Turbulence transitions from wave-dominated to nonlinear at small scales

Abstract

We investigate experimentally stratified turbulence forced by waves. Stratified turbulence is present in oceans and it is expected to be dominated by nonlinear interaction of internal gravity waves as described by the Garrett & Munk spectrum. In order to reach turbulent regimes dominated by stratification we use the Coriolis facility in Grenoble (France) which large size enables us to reach regimes with both low Froude number and large Reynolds number. Stratification is obtained by using vertically linearly varying salt concentration and we force large scale waves in a $6\times6\times 1$ m$^3$ domain. We perform time-resolved PIV to probe the space-time structure of the velocity field. We observe a wide band spectrum which is made of waves.
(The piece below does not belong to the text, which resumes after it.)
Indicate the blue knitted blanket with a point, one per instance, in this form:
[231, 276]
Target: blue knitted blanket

Discrete modes are observed due to the square shape of the flow container as well as a continuum part which appears consistent with an axisymmetric superposition of random weakly nonlinear waves. Our observations support the interpretation of turbulence of a strongly stratified fluid as wave turbulence of internal waves although our spectrum is quite different from the Garrett & Munk spectrum. Weak turbulence proceeds down to a small cutoff length scale (the buoyancy wavelength) at which a transition to more strongly nonlinear turbulence is expected.